Chris Wright, convenor of the Friends of Sowerby Bridge Railway Station, said: “We would like to thank Calderdale Council for the contribution from its Small Grant Fund which allowed us to obtain the plaque.”
Remember that oh-so-memorable (NOT!) book Crap Towns? well, Crap Towns Returns is coming out soon and Bradford and Haworth are still doing badly according to it. The Telegraph and Argus covers the story.
And it’s not just Bradford city centre that’s in for a kicking... picturesque Haworth comes in at number 18, with the comment: “With mislaid sentimentality we thank Haworth for giving us the Brontë sisters. Really we should be cursing the place for killing them so young.” [...]

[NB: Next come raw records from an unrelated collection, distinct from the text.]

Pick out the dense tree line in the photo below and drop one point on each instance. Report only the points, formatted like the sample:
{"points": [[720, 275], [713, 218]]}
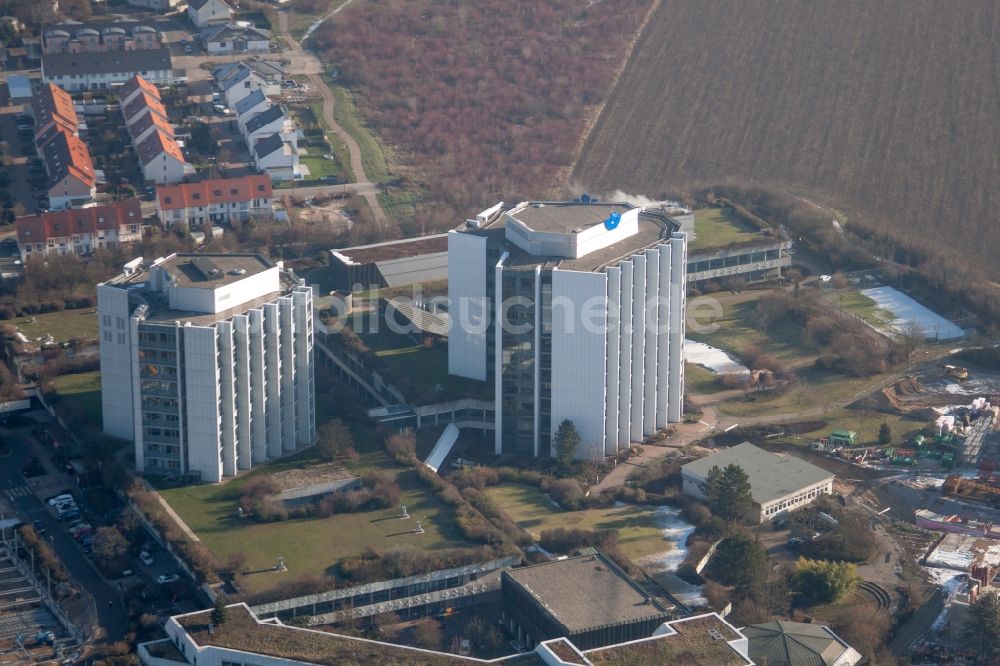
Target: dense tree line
{"points": [[484, 116]]}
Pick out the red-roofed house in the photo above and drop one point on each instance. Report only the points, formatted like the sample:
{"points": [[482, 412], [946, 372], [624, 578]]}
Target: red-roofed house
{"points": [[152, 135], [53, 107], [72, 180], [79, 230], [143, 103], [131, 89], [161, 159], [217, 201], [146, 124]]}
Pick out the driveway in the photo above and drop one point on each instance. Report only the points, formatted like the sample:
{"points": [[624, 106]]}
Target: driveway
{"points": [[21, 492]]}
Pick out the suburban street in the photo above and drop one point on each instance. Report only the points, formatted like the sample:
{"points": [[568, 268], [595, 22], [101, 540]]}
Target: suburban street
{"points": [[21, 493], [312, 66]]}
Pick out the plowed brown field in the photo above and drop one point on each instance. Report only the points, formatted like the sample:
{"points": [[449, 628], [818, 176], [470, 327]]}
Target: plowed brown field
{"points": [[886, 109]]}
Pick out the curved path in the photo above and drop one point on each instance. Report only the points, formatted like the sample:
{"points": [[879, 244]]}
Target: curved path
{"points": [[313, 68]]}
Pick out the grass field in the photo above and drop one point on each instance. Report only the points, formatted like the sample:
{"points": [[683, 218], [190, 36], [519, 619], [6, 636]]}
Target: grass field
{"points": [[850, 105], [401, 206], [372, 151], [638, 535], [718, 227], [62, 326], [737, 331], [311, 546], [299, 22], [699, 380], [80, 394]]}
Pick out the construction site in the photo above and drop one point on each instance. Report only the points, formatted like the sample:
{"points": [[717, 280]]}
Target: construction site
{"points": [[939, 490]]}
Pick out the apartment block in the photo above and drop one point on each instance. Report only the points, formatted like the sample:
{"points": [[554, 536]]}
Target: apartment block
{"points": [[207, 363]]}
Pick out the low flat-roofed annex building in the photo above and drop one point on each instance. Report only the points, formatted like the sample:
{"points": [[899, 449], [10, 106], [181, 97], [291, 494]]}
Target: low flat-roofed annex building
{"points": [[702, 640], [207, 363], [398, 263], [778, 483], [783, 643], [587, 599]]}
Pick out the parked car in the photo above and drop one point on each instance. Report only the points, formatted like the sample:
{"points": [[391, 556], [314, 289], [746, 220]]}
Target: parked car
{"points": [[59, 499]]}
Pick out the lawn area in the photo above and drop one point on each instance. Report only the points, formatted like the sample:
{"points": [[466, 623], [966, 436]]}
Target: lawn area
{"points": [[638, 535], [298, 23], [62, 325], [80, 399], [312, 546], [699, 380], [861, 306], [718, 227], [400, 205], [372, 152], [738, 330], [319, 167], [817, 389]]}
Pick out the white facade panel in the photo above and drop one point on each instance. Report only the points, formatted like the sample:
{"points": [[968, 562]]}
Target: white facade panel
{"points": [[651, 321], [116, 361], [663, 339], [612, 362], [227, 398], [678, 312], [625, 357], [241, 377], [201, 386], [470, 306], [638, 342], [578, 352]]}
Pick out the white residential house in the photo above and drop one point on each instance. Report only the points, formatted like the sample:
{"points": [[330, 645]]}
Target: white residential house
{"points": [[273, 120], [147, 123], [250, 106], [79, 230], [241, 80], [236, 37], [102, 70], [142, 104], [218, 201], [204, 13], [134, 87], [278, 157], [161, 159]]}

Liz Tattersley, Welcome to Yorkshire’s West Yorkshire Area Director, said: “We find it pretty unbelievable to see Bradford on this list and ranked so highly. We could go on for ages about what makes Bradford brilliant, not least its UNESCO City of Film status, Bradford City’s epic cup run last season, the National Media Museum, Alhambra theatre, numerous curry capital awards, world famous Brontë Country and Saltaire being a UNESCO World Heritage Site. In fact, all these things are compelling reasons to visit the city which will also see the Tour de France pass through the district next summer.” (David Barnett)

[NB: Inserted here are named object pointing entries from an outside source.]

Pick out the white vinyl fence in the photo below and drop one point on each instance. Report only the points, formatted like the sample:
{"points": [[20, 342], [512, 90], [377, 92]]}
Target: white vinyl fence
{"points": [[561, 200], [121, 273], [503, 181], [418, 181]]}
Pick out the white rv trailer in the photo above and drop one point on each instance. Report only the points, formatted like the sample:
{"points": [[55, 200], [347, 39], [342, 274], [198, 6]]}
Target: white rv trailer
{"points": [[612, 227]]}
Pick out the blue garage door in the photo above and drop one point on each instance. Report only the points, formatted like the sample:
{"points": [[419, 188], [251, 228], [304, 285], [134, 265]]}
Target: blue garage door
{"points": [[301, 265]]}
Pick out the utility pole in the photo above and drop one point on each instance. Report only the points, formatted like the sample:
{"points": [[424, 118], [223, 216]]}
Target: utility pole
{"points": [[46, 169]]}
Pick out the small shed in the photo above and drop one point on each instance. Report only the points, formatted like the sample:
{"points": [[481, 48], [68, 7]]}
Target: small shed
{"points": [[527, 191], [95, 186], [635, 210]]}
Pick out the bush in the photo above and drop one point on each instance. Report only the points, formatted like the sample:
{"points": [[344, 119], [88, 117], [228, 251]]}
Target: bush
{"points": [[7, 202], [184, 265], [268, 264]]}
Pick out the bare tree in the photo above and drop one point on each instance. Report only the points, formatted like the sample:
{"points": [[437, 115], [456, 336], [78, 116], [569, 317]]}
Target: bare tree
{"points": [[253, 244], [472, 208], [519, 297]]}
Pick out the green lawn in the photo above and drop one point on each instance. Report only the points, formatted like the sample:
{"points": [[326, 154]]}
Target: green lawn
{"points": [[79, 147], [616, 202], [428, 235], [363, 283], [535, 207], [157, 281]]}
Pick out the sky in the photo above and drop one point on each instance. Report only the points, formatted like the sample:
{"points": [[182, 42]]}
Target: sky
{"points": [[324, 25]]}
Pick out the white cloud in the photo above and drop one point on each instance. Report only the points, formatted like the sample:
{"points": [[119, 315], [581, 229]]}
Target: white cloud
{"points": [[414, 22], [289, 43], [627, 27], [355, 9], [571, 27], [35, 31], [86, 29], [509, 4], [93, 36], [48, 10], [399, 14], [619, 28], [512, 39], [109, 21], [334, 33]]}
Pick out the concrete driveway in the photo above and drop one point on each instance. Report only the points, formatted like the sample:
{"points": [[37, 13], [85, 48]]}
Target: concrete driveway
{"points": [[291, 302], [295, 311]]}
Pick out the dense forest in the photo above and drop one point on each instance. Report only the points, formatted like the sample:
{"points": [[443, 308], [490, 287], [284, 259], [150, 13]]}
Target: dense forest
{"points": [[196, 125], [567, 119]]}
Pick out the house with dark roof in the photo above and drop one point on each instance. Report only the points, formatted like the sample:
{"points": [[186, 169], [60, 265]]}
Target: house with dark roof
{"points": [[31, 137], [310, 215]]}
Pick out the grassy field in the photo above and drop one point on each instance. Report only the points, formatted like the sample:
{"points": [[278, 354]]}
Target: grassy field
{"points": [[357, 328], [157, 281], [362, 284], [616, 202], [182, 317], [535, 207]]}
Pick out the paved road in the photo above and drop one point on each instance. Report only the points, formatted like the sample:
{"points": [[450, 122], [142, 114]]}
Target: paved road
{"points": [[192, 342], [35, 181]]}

Evan Gottlieb discusses the origins of the Gothic novel in The Huffington Post.
But it was not until several decades after Walpole's original efforts that a novelist named Ann Radcliffe tweaked the genre sufficiently to make it widely popular.
How did she do this? For one thing, Radcliffe characters are compellingly complex -- her villains in particular are endowed with strong and often conflicting emotions and motivations. Her greatest creation, the monk Schedoni in The Italian (1797), arguably set the mold for the figure of the conflicted bad guy, from Heathcliff in Wuthering Heights (1847) to Tony Soprano. For another, Radcliffe made her heroines into central protagonists rather than merely supporting characters. Yes, adventures happen to them more frequently than they seek them out, and they tend to faint repeatedly and require rescuing at key moments. But they are still undoubtedly both the focus and the "focalizers" of every major Radcliffean novel. In fact, critics frequently speak of Radcliffe as the creator of "the female Gothic" -- the first popular novelistic genre written by and about women.

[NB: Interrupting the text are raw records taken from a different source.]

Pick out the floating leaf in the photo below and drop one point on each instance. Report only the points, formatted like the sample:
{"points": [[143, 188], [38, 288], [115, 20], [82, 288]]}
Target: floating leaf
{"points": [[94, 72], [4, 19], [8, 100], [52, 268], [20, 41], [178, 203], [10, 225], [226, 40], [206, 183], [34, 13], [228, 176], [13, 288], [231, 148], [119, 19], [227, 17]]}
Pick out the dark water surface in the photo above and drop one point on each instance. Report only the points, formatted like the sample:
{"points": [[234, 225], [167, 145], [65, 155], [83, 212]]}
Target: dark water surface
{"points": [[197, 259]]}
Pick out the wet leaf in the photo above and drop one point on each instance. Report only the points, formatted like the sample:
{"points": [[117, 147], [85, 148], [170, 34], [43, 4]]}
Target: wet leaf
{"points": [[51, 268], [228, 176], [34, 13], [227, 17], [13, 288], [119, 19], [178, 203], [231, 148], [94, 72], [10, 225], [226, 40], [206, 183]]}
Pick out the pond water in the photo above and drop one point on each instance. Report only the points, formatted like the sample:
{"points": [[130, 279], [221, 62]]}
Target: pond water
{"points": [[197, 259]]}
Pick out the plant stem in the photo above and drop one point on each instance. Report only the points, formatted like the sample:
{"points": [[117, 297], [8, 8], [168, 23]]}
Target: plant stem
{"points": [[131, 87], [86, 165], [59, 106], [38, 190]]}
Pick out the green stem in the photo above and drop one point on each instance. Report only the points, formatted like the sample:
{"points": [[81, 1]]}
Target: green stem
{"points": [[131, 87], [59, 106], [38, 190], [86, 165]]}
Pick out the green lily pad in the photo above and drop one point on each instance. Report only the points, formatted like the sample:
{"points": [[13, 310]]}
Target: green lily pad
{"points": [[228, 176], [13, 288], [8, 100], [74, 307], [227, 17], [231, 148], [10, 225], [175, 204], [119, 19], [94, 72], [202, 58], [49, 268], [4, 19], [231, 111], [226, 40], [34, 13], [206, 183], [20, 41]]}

City of Book Reviews has interviewed writer Debbie Heaton.
What books did you love growing up? I read anything I could get my hands on as a child.  Reading to me was an “adventure” and I couldn’t get enough.  But Wuthering Heights and Gone with the Wind rank on the very top for me.  Wuthering Heights made such an impression on me that I’ve read it more times than I can count!
A columnist from The Citizen (South Africa) thinks it's an 'affectation' to write 'dear readers' nowadays.
These days it’s usually an affectation to say “Dear reader”.
It’s a literary device much employed by Victorian novelists who were in the habit of addressing their audiences directly, as did Charlotte Brontë in Jane Eyre, “Gentle reader, may you never feel what I then felt!”, and so on. (Martin Williams)
A CityMetro columnist writes that, 'Autumn recalls the fondest memories' such as
reading books by a wood-burning heater…“Jane Eyre”…”Little Women”… Edgar Allen [sic] Poe. (D. Barbara McWhite)
The Chicago Tribune's Theater Loop reviews the play The North China Lover by the Lookingglass Theatre Company where
the environment feels austere, something more in keeping with the Brontës, perhaps. (Chris Jones)
Now Gamer reports that Wii Karaoke U includes Kate Bush's Wuthering Heights:
But most of all, we like that we can sing Wuthering Heights and Symphony Of Destruction in the same evening. (Ryan King)
RMF 24 (Poland) reviews Charlotte Bronte i jej siostry śpiące. Myśli Czytelnika, also in Polish, reviews Wuthering Heights. Lovely thinks that the editorial from the October edition of British Vogue is for everyone who has loved Jane Eyre (although we are not so sure about that). Filey looks at its Charlotte Brontë connection.